Increasing the US dollar's allure European Central Bank president Mario Draghi said ECB quantitative easing would be used "if necessary" and that the euro was expected to weaken further against the greenback.

Spot iron ore tumbled 2 per cent to $US90.10 a tonne on Friday while Dalian iron ore futures dropped 0.4 per cent today.

Copper climbed 0.9 per cent to $US7070 a tonne and gold slipped $US3 to $US1278 an ounce.

The fall in the iron ore price was related to more doubts over the strength of China's economy, following weaker than expected Chinese manufacturing data last week, OptionsXpress market analyst Ben Le Brun said.

"We're modestly down and definitely weighed upon by the materials sector on the falls of the iron ore price over the weekend," he said.

The market had hit a new six-year high on Friday after seven straight trading sessions of gains.

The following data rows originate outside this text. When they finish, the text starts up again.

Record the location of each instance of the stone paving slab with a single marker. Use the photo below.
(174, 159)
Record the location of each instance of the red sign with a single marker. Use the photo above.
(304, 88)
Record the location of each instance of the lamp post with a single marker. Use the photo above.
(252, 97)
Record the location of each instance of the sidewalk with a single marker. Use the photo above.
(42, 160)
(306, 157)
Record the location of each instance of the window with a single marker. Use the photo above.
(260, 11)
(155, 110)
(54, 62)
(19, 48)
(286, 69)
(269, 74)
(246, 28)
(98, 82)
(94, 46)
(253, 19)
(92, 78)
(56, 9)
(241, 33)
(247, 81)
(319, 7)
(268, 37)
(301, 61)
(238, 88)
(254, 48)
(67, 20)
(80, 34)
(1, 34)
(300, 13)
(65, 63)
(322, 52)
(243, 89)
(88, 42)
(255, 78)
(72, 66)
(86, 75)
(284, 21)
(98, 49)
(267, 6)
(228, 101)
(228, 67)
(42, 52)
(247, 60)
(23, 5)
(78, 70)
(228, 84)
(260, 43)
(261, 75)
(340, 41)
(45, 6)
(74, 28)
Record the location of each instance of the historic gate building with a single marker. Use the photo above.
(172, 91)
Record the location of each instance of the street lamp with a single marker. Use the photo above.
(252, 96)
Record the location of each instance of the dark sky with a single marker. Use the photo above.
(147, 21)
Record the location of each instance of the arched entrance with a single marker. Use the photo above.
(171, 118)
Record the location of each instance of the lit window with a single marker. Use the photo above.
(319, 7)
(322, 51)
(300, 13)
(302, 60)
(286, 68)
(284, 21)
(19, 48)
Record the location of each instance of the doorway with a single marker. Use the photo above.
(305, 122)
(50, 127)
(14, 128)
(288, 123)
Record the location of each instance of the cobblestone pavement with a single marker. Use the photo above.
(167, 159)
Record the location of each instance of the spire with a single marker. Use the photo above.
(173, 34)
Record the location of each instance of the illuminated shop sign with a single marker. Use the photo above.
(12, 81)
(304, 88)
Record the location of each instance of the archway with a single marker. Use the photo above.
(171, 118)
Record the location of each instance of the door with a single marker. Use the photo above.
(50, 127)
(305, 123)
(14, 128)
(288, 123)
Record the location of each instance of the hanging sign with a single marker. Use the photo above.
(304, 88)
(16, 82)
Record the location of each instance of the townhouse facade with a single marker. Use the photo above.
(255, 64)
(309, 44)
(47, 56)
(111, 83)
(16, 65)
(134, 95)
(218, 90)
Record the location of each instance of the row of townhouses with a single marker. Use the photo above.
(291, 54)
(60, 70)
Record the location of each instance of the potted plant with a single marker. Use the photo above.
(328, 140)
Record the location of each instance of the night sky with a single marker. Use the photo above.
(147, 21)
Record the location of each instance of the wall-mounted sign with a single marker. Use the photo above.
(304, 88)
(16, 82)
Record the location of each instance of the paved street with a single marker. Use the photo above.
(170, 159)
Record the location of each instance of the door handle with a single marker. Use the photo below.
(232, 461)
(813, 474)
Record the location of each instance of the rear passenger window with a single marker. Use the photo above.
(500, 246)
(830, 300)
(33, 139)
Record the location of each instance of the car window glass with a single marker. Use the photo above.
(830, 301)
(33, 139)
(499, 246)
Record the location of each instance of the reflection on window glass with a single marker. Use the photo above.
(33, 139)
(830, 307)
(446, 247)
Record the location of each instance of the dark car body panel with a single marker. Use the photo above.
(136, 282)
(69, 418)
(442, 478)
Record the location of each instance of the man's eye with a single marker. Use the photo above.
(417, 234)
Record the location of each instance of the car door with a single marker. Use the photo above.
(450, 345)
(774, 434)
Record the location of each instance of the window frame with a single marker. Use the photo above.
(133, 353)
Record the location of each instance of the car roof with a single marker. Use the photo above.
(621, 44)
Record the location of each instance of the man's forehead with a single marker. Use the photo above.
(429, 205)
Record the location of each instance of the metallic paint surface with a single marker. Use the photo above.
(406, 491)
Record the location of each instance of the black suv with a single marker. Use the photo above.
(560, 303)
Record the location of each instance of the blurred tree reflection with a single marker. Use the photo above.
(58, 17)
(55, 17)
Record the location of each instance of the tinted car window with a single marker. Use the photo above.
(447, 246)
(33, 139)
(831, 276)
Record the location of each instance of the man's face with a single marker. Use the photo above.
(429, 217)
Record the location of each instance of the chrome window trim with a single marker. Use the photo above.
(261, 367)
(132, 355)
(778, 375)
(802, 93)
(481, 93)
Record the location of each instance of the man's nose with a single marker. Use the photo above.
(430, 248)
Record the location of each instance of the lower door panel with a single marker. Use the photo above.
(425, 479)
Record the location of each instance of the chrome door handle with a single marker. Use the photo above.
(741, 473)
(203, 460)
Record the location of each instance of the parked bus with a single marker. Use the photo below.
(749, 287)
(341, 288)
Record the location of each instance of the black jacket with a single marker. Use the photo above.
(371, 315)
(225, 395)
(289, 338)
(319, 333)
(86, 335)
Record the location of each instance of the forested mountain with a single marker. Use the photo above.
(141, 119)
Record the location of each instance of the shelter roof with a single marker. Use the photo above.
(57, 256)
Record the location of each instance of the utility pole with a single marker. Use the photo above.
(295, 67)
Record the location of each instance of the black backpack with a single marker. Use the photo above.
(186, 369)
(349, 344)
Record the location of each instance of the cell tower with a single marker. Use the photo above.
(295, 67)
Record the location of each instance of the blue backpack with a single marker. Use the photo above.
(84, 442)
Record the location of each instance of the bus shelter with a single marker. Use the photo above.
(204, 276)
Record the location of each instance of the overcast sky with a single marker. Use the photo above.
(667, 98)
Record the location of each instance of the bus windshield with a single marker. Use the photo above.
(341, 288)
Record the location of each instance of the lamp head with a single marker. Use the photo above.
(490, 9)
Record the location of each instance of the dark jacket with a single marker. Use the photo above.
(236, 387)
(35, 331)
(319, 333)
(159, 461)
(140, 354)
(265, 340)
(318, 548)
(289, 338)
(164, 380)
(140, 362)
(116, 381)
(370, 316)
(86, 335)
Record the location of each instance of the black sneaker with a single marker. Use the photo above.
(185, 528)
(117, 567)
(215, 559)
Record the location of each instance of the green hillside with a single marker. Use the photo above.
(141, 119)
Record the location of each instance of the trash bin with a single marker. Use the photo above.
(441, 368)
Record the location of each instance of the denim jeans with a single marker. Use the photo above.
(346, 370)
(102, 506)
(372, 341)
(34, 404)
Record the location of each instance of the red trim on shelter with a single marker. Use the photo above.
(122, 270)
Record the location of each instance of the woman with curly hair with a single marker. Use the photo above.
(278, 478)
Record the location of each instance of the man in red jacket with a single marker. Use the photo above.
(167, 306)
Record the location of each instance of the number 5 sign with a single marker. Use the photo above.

Mr Le Brun described the performance of the rest of the market as "wishy washy", on the back of mixed company earnings reports.

Investors were also digesting a cautious appraisal of the US jobs market by US Federal Reserve chair Janet Yellen, he said.

In the resources sector, BHP Billiton dropped 55 cents to $37.25, Rio Tinto dumped 86 cents to $64.54 and Fortescue Metals dipped eight cents to $4.34, according to preliminary closing figures.

The banks also dropped, with Commonwealth Bank losing 10 cents to $80.51, ANZ retreated 25 cents to $33.22, Westpac shed nine cents to $34.80 and National Australia Bank gave up six cents to $34.40.BlueScope Steel plunged 78 cents, or 12.8 per cent, to $5.32 after reporting a $82.4 million annual loss.

Fuel supplier Caltex surged $1.90, or 7.4 per cent, to $27.45 after it said it would cut 350 jobs in a restructure and lifted its first half profit one per cent to $173 million.

The broader All Ordinaries index was down 7.7 points, or 0.14 per cent, at 5,632.8 points.

The September share price index futures contract was down 13 points at 5,596 points, with 18,946 contracts traded.

Preliminary national turnover was 1.56 billion securities worth $3.66 billion.